Габриэлла вышла из машины и плотнее запахнула черное твидовое пальто. Свободных парковочных мест возле антикварной лавки, в которую она старалась попасть до закрытия, увы, не оказалось, и теперь нужно успеть за рекордно короткое время преодолеть расстояние в два квартала. Ни погода, ни туфли на высоких каблуках к этому не располагали. Обреченно вздохнув, Габриэлла тряхнула волосами, в которых похозяйничал навязчивый дождь, осыпав черные пряди влажным бисером, и, перепрыгнув через лужу, побежала по ярко освещенному тротуару.

– Магазин уже закрыт, мэм, – оторвавшись от монитора компьютера, произнесла седовласая женщина в широких роговых очках.

– Я знаю, извините, но у меня назначена встреча с мистером Митчеллом, – пытаясь восстановить дыхание, проговорила Габриэлла.

Строгая дама цепко осмотрела ее и подняла трубку старинного и явно очень дорогого телефона. Аппарат был будто высечен из цельного куска малахита и украшен золоченными кокетливыми вензелями, а в тусклом свете настольной лампы казался вырванным из какого-то модного салона середины тридцатых годов прошлого века. Пока женщина набирала на круглом циферблате номер, Габриэлла блуждала взглядом по представленному в магазине товару. Основное освещение было давно погашено, и ей приходилось изрядно напрягать зрение, рассматривая, что находится чуть дальше круга света, который давала небольшая лампа, стоявшая на прилавке. Изящные предметы интерьера, мебель и посуда, картины и статуэтки, тонкий фарфор и венецианский хрусталь – малая толика антикварного достояния, находящегося под этой крышей. Старинные вещи, наполненные историей и закаленные временем в полумраке помещения, приобрели неясные смутные очертания и, казалось, пропитались мистическим духом прошлого.

– Мистер Митчелл, некая молодая леди утверждает, что у вас назначена встреча. Имя? Мисс… – Она чуть повысила голос, привлекая внимание Габриэллы, и выжидающе подняла бровь.

– Хилл, Габриэлла Хилл.

– Габриэлла Хилл, – повторила она. – Да, хорошо. – Женщина повесила трубку и обратила все свое внимание на гостью.

– Мисс Хилл, я провожу вас к мистеру Митчеллу.

Они вместе прошли к небольшому коридорчику, и Мария – так представилась строгая дама с забранными в пучок седыми волосами, – включив свет, знаком показала Габриэлле следовать за ней. Узкая винтовая лестница, устланная ковром цвета спелой вишни, уходила на второй этаж и буквально упиралась в темно-коричневую массивную дверь.

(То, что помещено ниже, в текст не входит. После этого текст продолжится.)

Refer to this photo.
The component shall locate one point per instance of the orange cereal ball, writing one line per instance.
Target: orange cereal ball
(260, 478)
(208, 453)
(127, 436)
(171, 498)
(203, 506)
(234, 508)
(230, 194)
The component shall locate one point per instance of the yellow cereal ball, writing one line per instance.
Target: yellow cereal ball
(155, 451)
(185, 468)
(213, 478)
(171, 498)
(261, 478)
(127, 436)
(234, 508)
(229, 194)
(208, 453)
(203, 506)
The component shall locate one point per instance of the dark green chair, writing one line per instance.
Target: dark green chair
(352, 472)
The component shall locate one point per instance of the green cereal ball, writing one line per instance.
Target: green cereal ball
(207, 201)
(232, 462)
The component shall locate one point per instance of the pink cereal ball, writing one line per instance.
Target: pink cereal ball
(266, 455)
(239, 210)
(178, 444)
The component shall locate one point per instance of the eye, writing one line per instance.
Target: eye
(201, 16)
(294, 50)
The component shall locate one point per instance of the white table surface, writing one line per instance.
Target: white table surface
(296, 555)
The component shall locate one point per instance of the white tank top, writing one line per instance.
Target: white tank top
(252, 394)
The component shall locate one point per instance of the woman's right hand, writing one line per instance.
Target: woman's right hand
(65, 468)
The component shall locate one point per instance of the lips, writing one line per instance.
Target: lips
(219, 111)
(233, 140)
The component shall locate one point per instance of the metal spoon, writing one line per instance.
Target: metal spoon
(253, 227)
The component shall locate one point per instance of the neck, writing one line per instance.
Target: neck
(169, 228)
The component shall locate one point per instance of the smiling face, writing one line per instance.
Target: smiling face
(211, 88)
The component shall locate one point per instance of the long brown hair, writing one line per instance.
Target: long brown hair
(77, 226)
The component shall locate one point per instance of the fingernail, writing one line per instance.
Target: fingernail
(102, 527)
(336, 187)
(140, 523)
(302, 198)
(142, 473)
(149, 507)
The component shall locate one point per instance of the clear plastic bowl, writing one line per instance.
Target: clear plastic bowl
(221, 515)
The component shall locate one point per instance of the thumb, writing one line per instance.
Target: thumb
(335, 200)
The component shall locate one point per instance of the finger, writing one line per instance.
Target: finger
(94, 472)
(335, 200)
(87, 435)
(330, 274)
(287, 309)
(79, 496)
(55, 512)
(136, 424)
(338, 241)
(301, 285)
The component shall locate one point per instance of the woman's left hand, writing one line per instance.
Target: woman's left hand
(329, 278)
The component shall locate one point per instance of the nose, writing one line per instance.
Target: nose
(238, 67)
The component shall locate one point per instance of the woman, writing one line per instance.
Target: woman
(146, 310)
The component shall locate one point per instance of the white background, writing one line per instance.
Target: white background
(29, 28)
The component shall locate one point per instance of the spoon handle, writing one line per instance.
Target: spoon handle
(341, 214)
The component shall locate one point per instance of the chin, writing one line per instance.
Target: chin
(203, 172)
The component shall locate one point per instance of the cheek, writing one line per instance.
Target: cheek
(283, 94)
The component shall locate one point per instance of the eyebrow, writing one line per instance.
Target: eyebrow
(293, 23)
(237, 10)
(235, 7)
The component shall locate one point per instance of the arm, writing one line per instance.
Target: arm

Ловко для своего возраста преодолев ступени, Мария тихонько постучала и, не дожидаясь ответа, вошла внутрь.

– Мистер Митчелл, ваша гостья. – Она указала на вошедшую следом Габриэллу.

– Самюэль Митчелл – приятно познакомиться лично. – Он вышел из-за стола и протянул ей руку.

Габриэлла быстро пробежалась взглядом по кабинету, встречаясь глазами с невысоким импозантным мужчиной чуть за шестьдесят.

– Мистер Митчелл, извините, что несколько опоздала, – пожав сухую твердую ладонь, проговорила она. – В этом городе машин больше, чем людей!

– Не извиняйтесь, – махнул он и обратился к замершей возле двери Марии: – Сделай нам, пожалуйста, кофе и можешь быть свободна. – Самюэль помог Габриэлле удобно устроиться в обтянутом кожей тяжелом кресле и, обойдя письменный стол, опустился напротив. – Итак, мисс Хилл, чем могу быть полезен?

– Мистер Митчелл, я журналист, работаю в «Чикаго Трибьюн».

– Это мне известно, но вряд ли вы пишите статью по моему профилю, – взяв ручку со стола и сделав пометку в толстом блокноте, заметил Самюэль.

– О нет, у газеты немного другой профиль. Мистер Митчелл, я на некоторое время решила оставить журналистику. Я пишу книгу, и мне необходима ваша помощь.

– И о чем же будет ваша книга? – заинтересованно спросил Самюэль.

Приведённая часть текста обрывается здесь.